Policy Evaluation (Stochastic)

The goal stays the same: estimate the value of each state under the current policy.

The difference is in the Bellman update. Since there are multiple possible next states, we compute the expected value by summing over all transitions.

What this version does:

Loops through each state
Chooses the action dictated by the current policy
Reads all possible transitions for that action
Multiplies each outcome by its probability
Adds them together to get the expected value

This is the proper Bellman expectation update for stochastic environments.

def policy_evaluation(policy, discount_factor, iterations=1000, tol=1e-10):

    Value = np.zeros(env.observation_space.n)

    for _ in range(iterations):

        Value_next = np.copy(Value)

        for s in range(env.observation_space.n):

            action = policy[s]
            env_trans = env.unwrapped.P[s][action]
            V = 0

            for transition in env_trans:
                prob, next_state, reward, done = transition
                V += prob * (reward + discount_factor * Value_next[next_state])

            Value[s] = V

        if np.max(np.abs(Value - Value_next)) < tol:
            break

    return Value

Policy Improvement (Stochastic)

Policy improvement also changes slightly in the stochastic case.

Instead of evaluating a single next state for each action, we now compute the expected return over all possible next states.

This function:

Tries every action in each state
Looks at all transitions for that action
Computes the expected Q-value
Chooses the action with the maximum expected return

So the overall logic is the same as before, but the Q-value computation now includes probability-weighted outcomes.

def policy_improvement(values, gamma=0.99):

    new_policy = np.zeros(env.observation_space.n)

    for s in range(env.observation_space.n):

        q_sa = []

        for action in range(env.action_space.n):

            env_trans = env.unwrapped.P[s][action]
            V = 0

            for transition in env_trans:
                prob, next_state, reward, done = transition
                V += prob * (reward + gamma * values[next_state])

            q_sa.append(V)

        new_policy[s] = np.argmax(q_sa)

    return new_policy

Converged Policy From Deterministic Environment

[['Down' 'Right' 'Down' 'Left']
 ['Down' 'Left' 'Down' 'Left']
 ['Right' 'Down' 'Down' 'Left']
 ['Left' 'Right' 'Right' 'Left']]

It is quite evident the if we start at state 0 and follow the policy above, it takes us to the reward.

Converged Policy from Stochastic Environment

[['Left' 'Up' 'Up' 'Up']
 ['Left' 'Left' 'Left' 'Left']
 ['Up' 'Down' 'Left' 'Left']
 ['Left' 'Right' 'Down' 'Left']]

For the policy above, we need to play games to determine how good the policy is because of stochasticity.

num_games = 1000
win = 0
max_step = 200

for _ in range(num_games):

    nextstate, _ = env.reset()

    for _ in range(max_step):

        action = int(converged_policy[nextstate])
        nextstate, reward, done, truncated, _ = env.step(action)

        if done or truncated:
            if reward > 0:
                win += 1
            break

(win/num_games)*100
# Output = 74.8

The agent achieved a 74.8% win rate over 1000 games which is fair enough cause the actions are not deterministic.
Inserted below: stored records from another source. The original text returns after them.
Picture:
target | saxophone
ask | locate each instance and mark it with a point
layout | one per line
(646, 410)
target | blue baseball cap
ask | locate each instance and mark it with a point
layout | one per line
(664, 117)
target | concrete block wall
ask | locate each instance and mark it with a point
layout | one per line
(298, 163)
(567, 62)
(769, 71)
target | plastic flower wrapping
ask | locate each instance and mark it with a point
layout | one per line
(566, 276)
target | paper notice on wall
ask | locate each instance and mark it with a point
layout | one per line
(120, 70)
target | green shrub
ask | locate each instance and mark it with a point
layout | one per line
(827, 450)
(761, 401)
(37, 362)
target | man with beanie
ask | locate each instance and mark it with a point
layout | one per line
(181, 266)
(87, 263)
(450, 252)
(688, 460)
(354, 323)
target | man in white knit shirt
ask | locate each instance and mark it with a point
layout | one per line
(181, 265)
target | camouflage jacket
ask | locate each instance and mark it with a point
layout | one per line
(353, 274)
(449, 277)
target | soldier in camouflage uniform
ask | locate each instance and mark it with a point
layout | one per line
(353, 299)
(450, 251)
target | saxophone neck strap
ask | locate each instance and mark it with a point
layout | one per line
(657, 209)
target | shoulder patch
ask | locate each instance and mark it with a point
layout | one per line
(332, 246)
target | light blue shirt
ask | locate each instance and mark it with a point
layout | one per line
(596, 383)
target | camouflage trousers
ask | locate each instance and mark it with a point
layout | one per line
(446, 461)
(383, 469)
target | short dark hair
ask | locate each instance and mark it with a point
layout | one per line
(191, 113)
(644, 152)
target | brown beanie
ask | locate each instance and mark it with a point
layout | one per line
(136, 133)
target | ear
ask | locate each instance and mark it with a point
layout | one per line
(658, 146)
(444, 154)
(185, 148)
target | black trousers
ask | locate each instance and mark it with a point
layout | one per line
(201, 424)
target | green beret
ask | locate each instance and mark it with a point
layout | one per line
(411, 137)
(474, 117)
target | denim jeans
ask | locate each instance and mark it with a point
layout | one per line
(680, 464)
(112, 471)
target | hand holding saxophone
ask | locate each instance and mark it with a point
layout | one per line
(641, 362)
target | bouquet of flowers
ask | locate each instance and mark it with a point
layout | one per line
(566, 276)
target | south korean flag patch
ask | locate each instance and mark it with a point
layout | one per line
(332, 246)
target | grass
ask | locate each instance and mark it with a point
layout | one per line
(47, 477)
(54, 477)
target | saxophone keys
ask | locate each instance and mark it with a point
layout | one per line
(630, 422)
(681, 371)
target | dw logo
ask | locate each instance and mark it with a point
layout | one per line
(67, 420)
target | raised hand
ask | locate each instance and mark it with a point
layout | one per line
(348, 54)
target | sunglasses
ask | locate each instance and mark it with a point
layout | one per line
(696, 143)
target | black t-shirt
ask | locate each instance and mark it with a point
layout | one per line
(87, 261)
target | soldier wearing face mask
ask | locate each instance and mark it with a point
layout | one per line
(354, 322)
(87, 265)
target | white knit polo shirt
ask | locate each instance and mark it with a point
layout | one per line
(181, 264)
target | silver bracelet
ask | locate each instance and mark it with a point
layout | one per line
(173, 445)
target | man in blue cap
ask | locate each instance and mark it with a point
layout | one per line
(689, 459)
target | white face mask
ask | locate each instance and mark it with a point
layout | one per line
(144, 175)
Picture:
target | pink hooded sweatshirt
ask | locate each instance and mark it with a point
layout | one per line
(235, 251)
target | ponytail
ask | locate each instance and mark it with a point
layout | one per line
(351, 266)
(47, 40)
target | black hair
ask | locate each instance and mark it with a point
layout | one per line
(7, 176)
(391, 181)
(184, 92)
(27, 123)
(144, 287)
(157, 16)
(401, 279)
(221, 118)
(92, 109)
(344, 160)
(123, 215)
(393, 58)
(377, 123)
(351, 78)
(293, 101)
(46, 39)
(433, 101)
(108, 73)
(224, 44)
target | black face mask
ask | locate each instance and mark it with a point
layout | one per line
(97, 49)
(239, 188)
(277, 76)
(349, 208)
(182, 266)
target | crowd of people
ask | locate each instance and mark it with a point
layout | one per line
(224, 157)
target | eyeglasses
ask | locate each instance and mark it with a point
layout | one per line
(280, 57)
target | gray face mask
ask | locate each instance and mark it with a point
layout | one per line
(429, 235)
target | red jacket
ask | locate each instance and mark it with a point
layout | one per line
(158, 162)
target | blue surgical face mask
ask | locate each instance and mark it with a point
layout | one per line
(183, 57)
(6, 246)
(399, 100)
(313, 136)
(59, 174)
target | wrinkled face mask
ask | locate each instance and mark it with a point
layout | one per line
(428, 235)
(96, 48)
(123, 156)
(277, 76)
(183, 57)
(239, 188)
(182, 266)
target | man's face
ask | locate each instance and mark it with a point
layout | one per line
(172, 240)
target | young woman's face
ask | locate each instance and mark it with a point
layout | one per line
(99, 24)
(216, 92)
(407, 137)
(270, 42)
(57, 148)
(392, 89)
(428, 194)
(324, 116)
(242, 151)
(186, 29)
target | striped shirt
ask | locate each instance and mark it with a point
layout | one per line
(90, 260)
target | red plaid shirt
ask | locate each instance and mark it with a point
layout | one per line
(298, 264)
When the agent chooses a direction, it only moves in the intended direction with a probability of $1/3$ while the remaining probability leads to movement in unintended directions.

Main Takeaway

This implementation shows how Bellman-based policy iteration works in two settings:

Deterministic environment

Each action leads to exactly one next state
Value updates are simple and direct

Stochastic environment

Each action may lead to several next states
Value updates must sum over all possible outcomes

The key idea in both cases is the same:

evaluate the current policy
improve the policy using the value estimates
repeat until convergence

That is the core of policy iteration.

Summary

We started with a random policy
We evaluated that policy using Bellman updates
We improved the policy by choosing better actions
We repeated the process until the policy converged
Then we extended the same logic from deterministic to stochastic transitions

This is one of the most important dynamic programming methods in reinforcement learning because it shows how optimal behavior can be computed when the environment model is known.